If unemployment continues to fall - it will lead to an increase in inflation (especially with the minimum wage changes kicking in in April). The RBNZ will then be forced to lift interest rates to stop the economy overheating (which is suspect is already occurring)
The increased interest rates are likely to kick in in the last qtr of 2021 - just in time for all those new home owners 12 month fixed terms to expire. The lift in mortgage repayments combined with inflation on everyday goods and services will make it tough for those households who have overextended themselves to buy a house.
Add in all the new housing coming onstream (record approvals since Sept) - for property investors it will be tough to lift rents with more rental supply and for the overextended hard to sell in a flattening housing market. Then add in the fact any people who bought in late 2020 did so with minimum deposits and there is a real risk of negative equity for a number of households.
One should always be careful for what they wish for- Orr has obviously flooded the market with Stimulus and no deposits to avoid a house crash and he might get one anyway.
Nothing that a healthy dose of mass immigration/student catch-up won't solve.
That's been the only plan for 40 odd years, so why would it change now?
The Virus? At some stage, no matter what the possible outcome, we are all going to have to get used to living with it.

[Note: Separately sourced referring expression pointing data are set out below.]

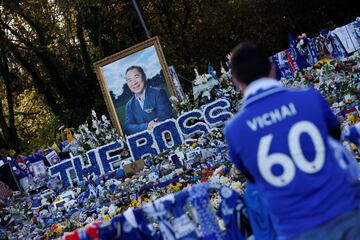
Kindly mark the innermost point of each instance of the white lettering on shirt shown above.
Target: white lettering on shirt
(271, 117)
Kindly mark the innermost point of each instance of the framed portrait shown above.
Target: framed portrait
(136, 86)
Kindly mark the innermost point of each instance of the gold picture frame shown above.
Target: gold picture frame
(108, 68)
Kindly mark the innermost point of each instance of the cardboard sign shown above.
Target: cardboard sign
(133, 168)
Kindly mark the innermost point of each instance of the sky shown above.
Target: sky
(114, 73)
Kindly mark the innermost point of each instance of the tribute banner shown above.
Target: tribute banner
(165, 135)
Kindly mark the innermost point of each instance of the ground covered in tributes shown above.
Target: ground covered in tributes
(48, 210)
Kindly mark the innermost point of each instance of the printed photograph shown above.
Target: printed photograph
(137, 88)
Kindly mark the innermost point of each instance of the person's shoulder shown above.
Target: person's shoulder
(130, 102)
(152, 89)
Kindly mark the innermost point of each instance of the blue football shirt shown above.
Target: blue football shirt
(280, 137)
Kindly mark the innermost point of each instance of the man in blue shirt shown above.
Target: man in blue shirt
(280, 141)
(148, 106)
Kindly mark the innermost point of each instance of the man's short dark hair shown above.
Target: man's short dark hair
(140, 69)
(248, 63)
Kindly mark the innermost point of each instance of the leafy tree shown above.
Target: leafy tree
(47, 47)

Personally I no longer believe any figures released by governments. You can tweak anything to make it look the way you want it, just change the measurement parameters. The unemployment figures have always been wrong anyway, trying getting a benefit if your partner is still working for starters. Try getting the benefit if you have saved to cover yourself in case you loose your job.

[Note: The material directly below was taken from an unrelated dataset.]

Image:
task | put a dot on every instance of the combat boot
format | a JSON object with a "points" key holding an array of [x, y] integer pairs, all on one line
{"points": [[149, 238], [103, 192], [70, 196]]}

Unemployment benefits are administered by MSD and the unemployment rate is measured by a survey Statistics NZ does every 3 months. There is some over-lap, but not always.
- Qualification for an unemployment benefit doesn't necessarily mean you will be counted as unemployed (you could be working 1 hour a week for example, and counted as employed by Stats NZ, but your main source of income will be a benefit).
- Being denied a benefit doesn't mean you will be left out of Stats NZ representative survey.
The real statistics. "12.4 percent of the estimated New Zealand working-age population received a main benefit as at 22 January. 6.8 percent received Jobseeker Support as at 22 January."
https://www.msd.govt.nz/documents/about-msd-and-our-work/publications-r…
Thats more like it, then chuck in the number of people earning less than you can survive on and what do you end up with ? The numbers will always be minimized by the government and will not reflect the real world situation. Working a few hours a week doesn't qualify as being employed. Adding in the number of people who do not earn above a certain dollar amount each week would be considered under employed not employed.
New Zealand 10 Year Government Bond - 1.35% +~12bps
The term discount factor rising this rapidly must certainly blunt property speculators' zeal to capitalise the falling present value of future asset cashflows and maybe the opposite prevails and residential property values stabilise, rather than burst at current yields.
https://www.bloomberg.com/markets/rates-bonds
NZ bonds large shift today.
Seems other part of the world the 10 year bonds are on the rise.
The seasonal unemployment figures cannot be used as a forward indicator. Economists underestimated the impact of retail seasons and the logistics industries. I had said it once and I'll say it again, if you spent 10 years studying economics, you'd wasted 8 if you intend to make money out of it.